結論:この診断でシリコン塗料が向いているか判定

外壁塗装でシリコン塗料を検討しているけれど、自分の家に本当に向いているのか分からない——そんな悩みを抱えていませんか?

シリコン塗料は外壁塗装で広く使われている塗料ですが、すべての外壁に万能というわけではありません。外壁の種類や状態によっては、シリコン塗料よりも弾性塗料やウレタン塗料の方が適しているケースもあります。

この記事では、3分でできる簡単な診断を通じて、あなたの外壁にシリコン塗料が向いているかどうかを判定します。さらに、向いていない場合の代替案や、施工時の注意点も詳しく解説します。

まずは結論:YESならシリコン塗料、NOなら弾性塗料または代替案

シリコン塗料が向いているかどうかは、外壁の種類ひび割れの有無で判断できます。

YESのケース:シリコン塗料が向いている

  • 窯業系サイディング、金属系サイディング
  • コンクリート壁(ひび割れが少ない)
  • ALCパネル
  • スレート板

これらの外壁は比較的ひび割れが少なく、シリコン塗料の特性(高耐候性・低汚染性)を活かせます。

NOのケース:弾性塗料または代替案を検討

  • モルタル壁(ひび割れが多い)
  • スタッコ壁
  • リシン壁(ひび割れが顕著)
  • 吹き付けタイル仕上げ(劣化が進んでいる)

これらの外壁は伸縮しやすく、シリコン塗料を直接塗るとひび割れが起きやすくなります。弾性シリコン塗料を使用するか、下塗りに弾性塗料を使うことで対応できます。

判定の前提:外壁の種類と現在の状態を確認

診断を始める前に、次の3点を確認しておきましょう。

1. 外壁の種類

  • サイディング(窯業系・金属系)
  • モルタル
  • コンクリート
  • ALCパネル
  • スレート板
  • その他(リシン・スタッコ・吹き付けタイル)

外壁の種類が分からない場合は、建築時の図面や、前回の塗装業者に確認してみてください。

2. 現在の外壁の状態

  • ひび割れの有無と程度(細かいひび割れ、幅1mm以上のひび割れ)
  • 塗装の剥がれや色あせの範囲
  • 壁を触ったときに白い粉がつくか(チョーキング現象)

ひび割れが多い場合や、幅1mm以上のひび割れがある場合は、弾性塗料の使用を検討した方が良いでしょう。

3. 過去の塗装履歴

  • 前回の塗装時期(築年数)
  • 前回使用した塗料の種類(分かる範囲で)

前回の塗装がシリコン塗料だった場合、撥水性が高いため、適切な下地処理が必要です。

かんたん条件診断:あなたの外壁に向いているか

以下のチェックリストで、シリコン塗料の適性を診断してみましょう。

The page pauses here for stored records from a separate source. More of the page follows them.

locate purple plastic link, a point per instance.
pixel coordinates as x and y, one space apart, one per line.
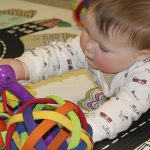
8 81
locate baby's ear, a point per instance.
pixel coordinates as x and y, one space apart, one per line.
143 54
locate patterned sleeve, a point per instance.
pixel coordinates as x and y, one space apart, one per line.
130 102
54 59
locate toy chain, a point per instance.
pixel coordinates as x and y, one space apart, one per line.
38 124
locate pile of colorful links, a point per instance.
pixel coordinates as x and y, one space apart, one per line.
46 123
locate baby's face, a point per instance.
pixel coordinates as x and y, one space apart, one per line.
110 55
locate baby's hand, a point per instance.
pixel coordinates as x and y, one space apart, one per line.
18 66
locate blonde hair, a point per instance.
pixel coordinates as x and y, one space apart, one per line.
131 17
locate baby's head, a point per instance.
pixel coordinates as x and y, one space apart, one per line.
117 34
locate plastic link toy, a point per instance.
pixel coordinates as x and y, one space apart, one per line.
40 123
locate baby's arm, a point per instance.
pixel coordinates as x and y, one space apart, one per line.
19 67
117 114
54 59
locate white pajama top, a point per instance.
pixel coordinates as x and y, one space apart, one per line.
129 91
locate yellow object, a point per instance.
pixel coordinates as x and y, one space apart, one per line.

YESが多いほど、シリコン塗料が適しています。

診断項目

□ 外壁はサイディング・コンクリート・ALCパネルのいずれかである
□ ひび割れがほとんどない、または細かいひび割れのみ
□ 前回の塗装から10年以上経過している
□ 高耐候性を重視したい(長持ちさせたい)
□ 付帯部(雨樋・軒天・破風板)も同時に塗装する予定
□ 予算は標準的なグレードで問題ない
□ 内部結露が気になる

診断結果

  • YESが5つ以上:シリコン塗料が適しています。標準的な水性1液型アクリルシリコン樹脂塗料を推奨します。
  • YESが3〜4つ:シリコン塗料は選択肢の一つですが、外壁の状態次第では弾性塗料も検討してください。
  • YESが2つ以下:弾性塗料またはウレタン塗料など、他の選択肢を検討した方が良いでしょう。

必須っぽく見える条件(でも実はケース差がある)

シリコン塗料を選ぶ際、「これは必須条件だ」と思われがちですが、実はケースバイケースな条件があります。

「ひび割れがないこと」は必須ではない

ひび割れがあるとシリコン塗料は使えない、と思われがちですが、実際には弾性シリコン塗料下塗りに弾性塗料を使用することで対応できます。モルタル壁など、ひび割れしやすい外壁でもシリコン塗料を使用することは可能です。

「サイディング限定」ではない

シリコン塗料はサイディングに適していますが、モルタルやコンクリート壁にも適用可能です。ただし、モルタル壁の場合は、ひび割れのリスクを考慮して弾性塗料との併用を検討してください。

「高耐候性が必要」は優先順位次第

シリコン塗料は耐用年数10〜15年と高耐候性がありますが、予算を抑えたい場合はウレタン塗料(耐用年数8〜10年)でも十分なケースがあります。逆に、さらに長持ちさせたい場合は、フッ素塗料(耐用年数15〜20年)やラジカル制御型塗料も選択肢に入ります。

よくある勘違い条件:シリコン塗料の誤解を解く

シリコン塗料についてよくある誤解を解き、正しい理解を深めましょう。

勘違い1:「シリコン塗料はすべての外壁に万能」

シリコン塗料はウレタン塗料に比べて弾性が低いため、モルタルやスタッコなど伸縮しやすい外壁に直接塗ると、ひび割れが起きやすくなります。万能ではなく、外壁の種類に応じた選択が必要です。

勘違い2:「シリコン塗料は最高グレード」

シリコン塗料は標準〜中グレードの塗料です。さらに上のグレードとして、フッ素塗料やラジカル制御型塗料があります。シリコン塗料が「最高」というわけではなく、価格と性能のバランスが良い選択肢です。

勘違い3:「シリコン塗料は塗り重ね不可」

シリコン塗料は撥水性が高いため、適切な下地処理を行わずに塗り重ねると、新しい塗料がうまく付着しません。しかし、適切な下地処理(ケレン・洗浄・下塗り)を行えば塗り重ねは可能です。

勘違い4:「撥水性が高いから下地処理不要」

シリコン塗料の撥水性は、塗装後の汚れ防止には有効ですが、下地処理を省略して良いわけではありません。むしろ、撥水性が高いからこそ、下地処理を丁寧に行わないと塗膜の早期剥離を引き起こします。油性シーラーを厚塗りすると水性シリコン塗料がはじくことがあるため、水性シーラーの使用が推奨されています。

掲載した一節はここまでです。